In late 2016, amid rising excitement around deep learning in vision and speech, a preprint by Gómez-Bombarelli et al [1] quietly made a breakthrough that marked a turning point for drug discovery. The authors introduced a variational autoencoder (VAE) capable of generating molecular structures – not pixelated reconstructions of faces, but chemically valid graphs of atoms and bonds. This was more than a technical novelty. It opened the door to continuous latent spaces that could be sampled and decoded into tangible drug candidates.

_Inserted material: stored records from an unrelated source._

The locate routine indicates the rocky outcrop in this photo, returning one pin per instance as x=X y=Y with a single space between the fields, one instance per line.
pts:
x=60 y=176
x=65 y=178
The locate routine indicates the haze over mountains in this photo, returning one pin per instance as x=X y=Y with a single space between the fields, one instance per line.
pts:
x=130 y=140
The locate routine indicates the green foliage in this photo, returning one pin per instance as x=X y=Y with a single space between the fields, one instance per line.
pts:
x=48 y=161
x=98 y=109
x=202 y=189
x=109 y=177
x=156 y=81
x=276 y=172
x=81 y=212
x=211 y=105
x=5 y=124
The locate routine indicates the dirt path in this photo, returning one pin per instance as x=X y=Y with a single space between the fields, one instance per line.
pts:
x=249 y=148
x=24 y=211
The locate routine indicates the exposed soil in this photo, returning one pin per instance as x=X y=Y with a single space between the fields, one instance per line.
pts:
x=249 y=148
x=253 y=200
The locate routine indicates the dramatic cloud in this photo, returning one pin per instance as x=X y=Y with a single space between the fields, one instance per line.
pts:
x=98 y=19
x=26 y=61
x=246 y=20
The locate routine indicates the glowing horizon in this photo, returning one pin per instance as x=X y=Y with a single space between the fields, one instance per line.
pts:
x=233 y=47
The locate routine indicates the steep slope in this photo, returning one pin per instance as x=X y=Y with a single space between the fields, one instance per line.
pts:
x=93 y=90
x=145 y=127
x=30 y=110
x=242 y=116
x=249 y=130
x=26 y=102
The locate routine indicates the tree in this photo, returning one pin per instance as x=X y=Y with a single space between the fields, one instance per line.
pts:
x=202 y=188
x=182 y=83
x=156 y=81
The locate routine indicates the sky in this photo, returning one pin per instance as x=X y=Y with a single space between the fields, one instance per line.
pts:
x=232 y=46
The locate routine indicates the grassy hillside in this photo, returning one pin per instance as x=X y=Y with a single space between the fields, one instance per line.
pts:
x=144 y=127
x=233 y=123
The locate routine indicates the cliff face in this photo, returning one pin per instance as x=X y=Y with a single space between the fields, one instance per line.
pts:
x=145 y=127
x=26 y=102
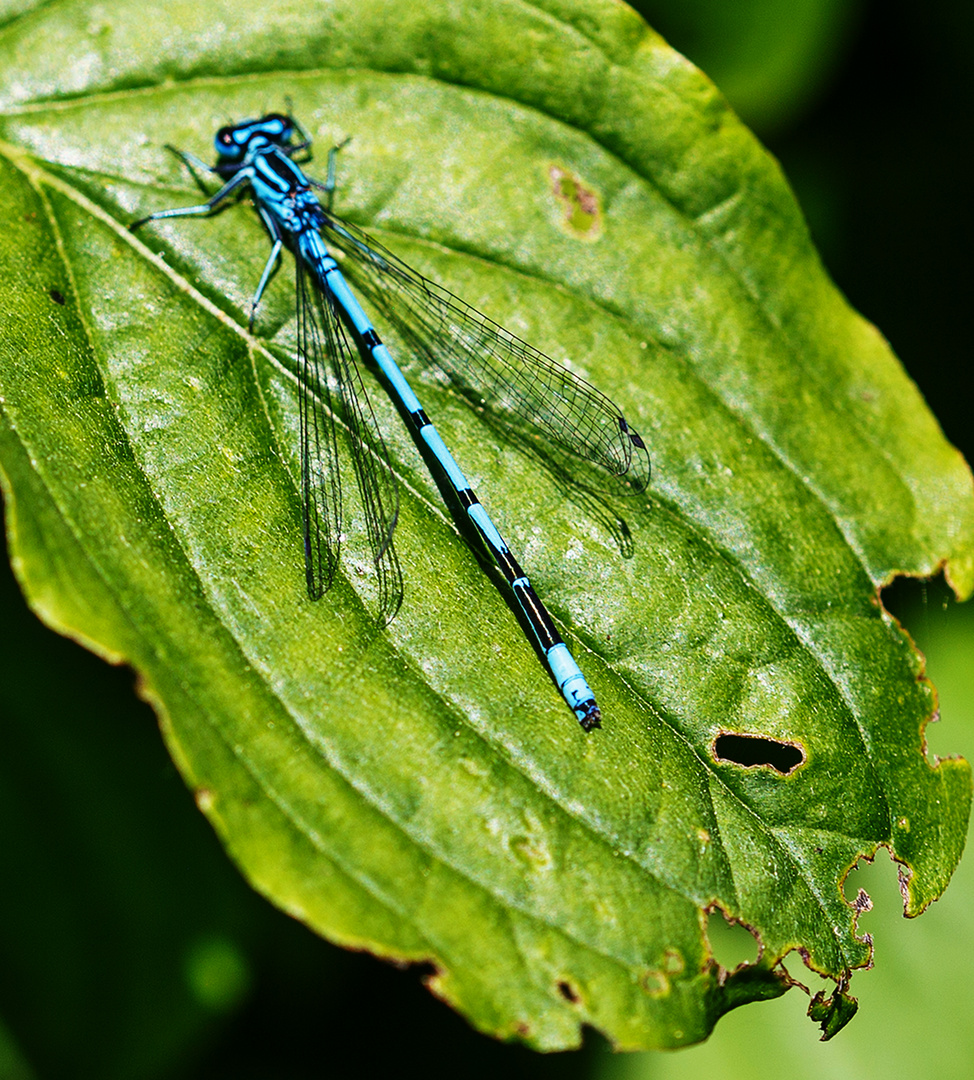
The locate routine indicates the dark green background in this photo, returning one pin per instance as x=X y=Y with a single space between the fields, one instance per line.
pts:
x=130 y=947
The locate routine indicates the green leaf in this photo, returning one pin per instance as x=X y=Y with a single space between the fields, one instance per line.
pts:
x=421 y=791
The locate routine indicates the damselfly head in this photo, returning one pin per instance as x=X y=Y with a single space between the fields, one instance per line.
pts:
x=233 y=142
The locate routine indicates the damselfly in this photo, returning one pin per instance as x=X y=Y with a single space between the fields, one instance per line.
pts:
x=510 y=375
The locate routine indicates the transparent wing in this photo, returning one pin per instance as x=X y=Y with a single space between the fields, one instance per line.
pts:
x=489 y=364
x=328 y=374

While the VAE (and also concurrent developments with recurrent neural networks [2]) marked the genesis of deep generative chemistry, a more recent major inflection point is score-based generative modelling. First applied in drug discovery contexts in a brace of papers just two years ago [3, 4], these diffusion models offered a rather different approach to generation by learning to reverse a modeller-scheduled forward stochastic process that gradually adds noise to data, eventually learning to reconstruct structured objects like molecules or proteins from pure noise. Their enduring popularity (over, say, language modelling approaches) stems from the ability to steer the generation towards many different constraints.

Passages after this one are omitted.